A year and a half later, we reunited. Your Tour Eiffel sat on my desk at work, a gift from my wonderful boss (in a not so wonderful job), and I knew that we’d reconnect. Your most revered symbol, and perhaps the most visited tourist attraction in the world, rested on my desk, on my mind, and everyday I plotted how to see you again.
And so it happened. In June, I gave up my job to come to you. Exactly as Peaches and Herb sang, all summer long, I’ve been singing and screaming and exclaiming, “Reunited and it feels so good.” It has. You have been amazing, living up to the promise. How many things do that? My adoration for you was complete, only to be rivaled with my adoration for The Gloved One. When my friend Nadia, said that she’d come to visit us this weekend, I wanted her to see you and love you as much as I. Your charms didn’t impress her on her previous visit, and I just knew she’d change her mind once she saw how absolutely perfect you are. There’s no rudeness, arrogance, or ill-will in Paris. Never.

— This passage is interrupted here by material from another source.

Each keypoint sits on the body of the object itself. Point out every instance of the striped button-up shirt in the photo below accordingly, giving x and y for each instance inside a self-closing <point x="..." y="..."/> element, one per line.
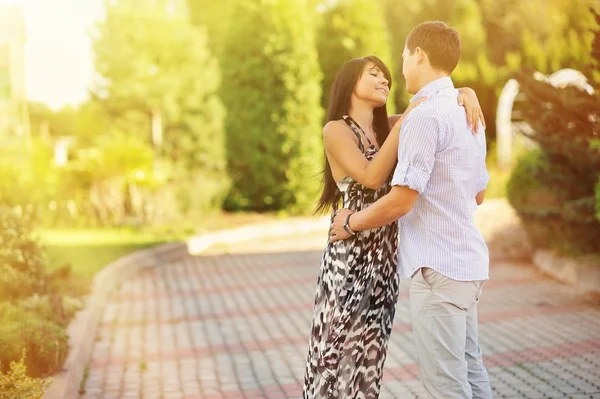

Sadly, she was harassed by three police officers at the airport. She was chosen at Charles de Gaulle for a random search, and your brash officials asked her why she doesn’t speak French, rifled through her underwear, and unscrewed her toothbrush. Sure, she was shaken, but I told her that all airport officials, in all countries are, for lack of a better word, pricks. That wasn’t you, that was “airport security.”
Then, today we left the hotel to find a nice cafe to live the “Parisian dream.” When I opened my purse to pay for something, lo and behold, the wallet was gone. The bright pink wallet with my money and bank card and credit card. Gone. Paris, I’ve been with you for many weeks now and have received nothing but love, so imagine my shock. I thought “could things between us be going sour?” Then I spoke to my mother on Skype, and she said, “Valerie, Paris isn’t perfect.” She told me that you weren’t perfect, that you weren’t heaven, and it amazed me, because I thought you were. So, Nadia and I went out and enjoyed our Saturday:
* In a cafe, you’ll never be rushed, never be hurried; buy a crepe and spend four hours catching up with your friend.
Paris, as my mother says “you’re not heaven,” and yes you’ve disappointed me (your large number of pickpockets at least), but I realize that one needs to be very, very careful with his/her wallet, and also that I’ll always love you (cue Whitney Houston).